Miss Lamb, 35, said they were woken in their hotel in the middle of the
night by five members of the military intelligence and two police officers.
She said they were driven to a railway
rest room and then flown to Islamabad, but not allowed to sleep, eat or
make contact with Britain until they were sent home the next day.
Foreign Secretary Jack Straw has
expressed concern about the deportation and plans to stay in contact with
Miss Lamb about any further representations to Pakistan.
Miss Lamb said she had uncovered
evidence of a covert operation by rogue elements in the Pakistani military
intelligence service to smuggle arms to the Taleban. But the deportation
order vaguely described the reason as "acting in a manner prejudicial to
the external affairs and security of Pakistan".
Miss Lamb said: "It's a matter of
huge concern that a country we are in alliance with in fighting for freedom,
is treating people in such a barbaric manner.
"To deport people without giving
them any chance to answer any charge that they are supposed to have done
is incredibly frustrating."
The Sunday Telegraph is planning
legal action against Pakistani newspapers that recently claimed the pair
had booked an airline ticket from Quetta in the name of Osama Bin Laden.
Miss Lamb, who has a two-year-old son called Lorenzo, said that was not
true and related to a throwaway remark she made to a travel agent who said
she could book a flight under a false name.
She said she thought the airline
ticket stories, which accused her of trying to prove Bin Laden was in Pakistan,
were the pretext for the deportation.
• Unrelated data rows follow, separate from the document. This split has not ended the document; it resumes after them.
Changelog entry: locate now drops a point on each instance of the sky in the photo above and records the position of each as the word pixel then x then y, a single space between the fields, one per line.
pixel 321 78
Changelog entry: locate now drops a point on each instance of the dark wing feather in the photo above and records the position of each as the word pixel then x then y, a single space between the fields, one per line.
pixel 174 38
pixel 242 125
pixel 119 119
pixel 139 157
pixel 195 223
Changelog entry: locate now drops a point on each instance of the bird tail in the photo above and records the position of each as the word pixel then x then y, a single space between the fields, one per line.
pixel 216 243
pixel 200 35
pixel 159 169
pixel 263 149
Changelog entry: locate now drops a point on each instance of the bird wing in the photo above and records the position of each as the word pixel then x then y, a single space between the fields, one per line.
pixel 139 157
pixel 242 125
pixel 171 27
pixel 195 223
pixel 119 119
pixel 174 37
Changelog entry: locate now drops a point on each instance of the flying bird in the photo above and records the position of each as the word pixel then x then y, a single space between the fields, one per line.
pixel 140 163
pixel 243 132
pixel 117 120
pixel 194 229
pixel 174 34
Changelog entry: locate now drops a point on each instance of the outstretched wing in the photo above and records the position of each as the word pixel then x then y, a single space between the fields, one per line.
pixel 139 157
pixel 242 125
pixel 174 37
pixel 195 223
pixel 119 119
Her son and boyfriend in Portugal
were worried about her safety after they were told by the hotel she had
checked out in the middle of the night.
Miss Lamb, who has been reporting
in Pakistan since 1987, said her detention was very frightening and made
her feel like a criminal. She said she thought it was probably the result
of her investigations into the allegedly pro-Taleban actions of the Pakistani
military intelligence.
Miss Lamb told BBC News Online:
"Even the spokesman for President Musharraf was shocked to hear about our
experience and other senior government officials knew nothing about it.
"This begs the question 'Is he really
in control of the military intelligence and who is actually running the
country?'"
Sunday Telegraph editor Dominic
Lawson said: "We have been given no reason for the deportations beyond
the vaguest generalities. "Christina was simply carrying out her duties
as a journalist."
Labour rebel MP Paul Marsden was
on a fact-finding mission in Pakistan when Miss Lamb was detained. She
said he helped to raise the alarm about her plight and may have helped
secure her freedom. Miss Lamb said she wanted to return to Pakistan to
continue her work as soon as possible.